„¡Azúcar!“: Die Botschaft der USA feiert den Eintritt von Celia Cruz in die Rock and Roll Hall of Fame



Celia Cruz (Referenzbild)Foto © Facebook/Celia Cruz

Die Botschaft der Vereinigten Staaten in Kuba veröffentlichte an diesem Mittwoch ein Video auf ihrer Facebook-Seite, um die Aufnahme von Celia Cruz in die Rock and Roll Hall of Fame 2026 zu feiern, wobei als Soundtrack "Por si acaso no regreso", die Hymne des kubanischen Exils, verwendet wurde.

Der diplomatische Akt hat eine offensichtliche symbolische Bedeutung: Die US-Mission in Havanna wählte genau dieses Lied — in dem Cruz singt "ich musste gehen, alle können es verstehen, ich dachte, ich würde jederzeit zu deinem Boden zurückkehren" — um ihre Glückwünsche zu begleiten, eine direkte Botschaft über das erzwungene Exil, dem das Regime von Fidel Castro die Künstlerin ausgesetzt hat.

Wir gratulieren der unvergleichlichen Celia Cruz zu ihrer Aufnahme in die Rock and Roll Hall of Fame im Jahr 2026. ¡Azúcar!", schrieb die Botschaft zusammen mit dem Video von 33 Sekunden.

Der Ankündigung der Induktionsmitglieder in die Rock and Roll Hall of Fame 2026 fand am vergangenen Montag während einer Sonderfolge der Sendung American Idol statt, die live über ABC und Disney+ übertragen wurde, moderiert von Ryan Seacrest und Lionel Richie.

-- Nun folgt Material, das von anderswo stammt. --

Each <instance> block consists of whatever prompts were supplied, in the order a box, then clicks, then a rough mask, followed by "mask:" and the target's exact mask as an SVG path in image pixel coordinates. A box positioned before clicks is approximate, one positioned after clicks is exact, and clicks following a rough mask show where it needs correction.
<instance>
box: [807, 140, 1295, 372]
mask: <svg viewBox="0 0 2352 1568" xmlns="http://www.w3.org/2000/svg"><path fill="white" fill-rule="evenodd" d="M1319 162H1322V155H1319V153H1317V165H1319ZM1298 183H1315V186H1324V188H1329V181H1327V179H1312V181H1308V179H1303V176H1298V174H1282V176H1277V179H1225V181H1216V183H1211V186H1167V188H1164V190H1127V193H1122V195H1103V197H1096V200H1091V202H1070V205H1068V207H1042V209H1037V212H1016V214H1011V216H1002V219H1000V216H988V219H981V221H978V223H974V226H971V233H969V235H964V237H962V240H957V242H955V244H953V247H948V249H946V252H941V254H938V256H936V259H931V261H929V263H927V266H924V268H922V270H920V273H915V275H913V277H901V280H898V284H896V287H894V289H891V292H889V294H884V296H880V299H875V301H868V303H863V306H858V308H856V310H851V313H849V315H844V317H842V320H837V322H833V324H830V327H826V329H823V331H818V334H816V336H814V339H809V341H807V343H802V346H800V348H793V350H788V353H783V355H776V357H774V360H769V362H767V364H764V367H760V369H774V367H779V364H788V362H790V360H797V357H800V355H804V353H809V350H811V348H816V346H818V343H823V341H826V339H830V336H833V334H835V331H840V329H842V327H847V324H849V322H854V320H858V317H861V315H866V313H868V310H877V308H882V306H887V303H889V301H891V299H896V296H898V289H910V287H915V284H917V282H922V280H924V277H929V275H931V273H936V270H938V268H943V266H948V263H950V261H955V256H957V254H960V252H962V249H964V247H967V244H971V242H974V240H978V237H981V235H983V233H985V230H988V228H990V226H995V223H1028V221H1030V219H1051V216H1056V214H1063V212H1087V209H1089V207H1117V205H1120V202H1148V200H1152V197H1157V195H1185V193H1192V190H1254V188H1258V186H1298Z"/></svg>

Celia Cruz wurde in die Kategorie Frühe Einflussnahme aufgenommen, was sie zur ersten kubanischen Künstlerin und zur ersten Künstlerin macht, deren Werk hauptsächlich in Spanisch verfasst ist, die in diese Institution aufgenommen wurde.

El Salón de la Fama beschrieb sie als Vorreiterin des lateinamerikanischen Pop des 20. Jahrhunderts, die "mehr als 30 Millionen Alben weltweit verkauft hat", und hob ihre Rolle bei der Schaffung und Popularisierung der Salsa sowie ihren Platz als "Stimme der Liebe und Freiheit nach der kubanischen Revolution" hervor.

Geboren in Havanna am 21. Oktober 1925, debütierte Cruz 1950 mit der Sonora Matancera.

Am 15. Juli 1960 verließ sie Kuba in Richtung Mexiko und konnte niemals zurückkehren: das Regime verbot sie und untersagte ihre Musik im Radio und im Fernsehen der Insel, wodurch ihr sogar die Teilnahme an der Beerdigung ihrer Mutter verwehrt wurde.

Im Exil baute sie eine monumentale Karriere auf. Mit Fania Records und ihrer Zusammenarbeit mit Johnny Pacheco katapultierten das Album "Celia & Johnny" und die Single "Quimbara" sie 1974 zum internationalen Ruhm.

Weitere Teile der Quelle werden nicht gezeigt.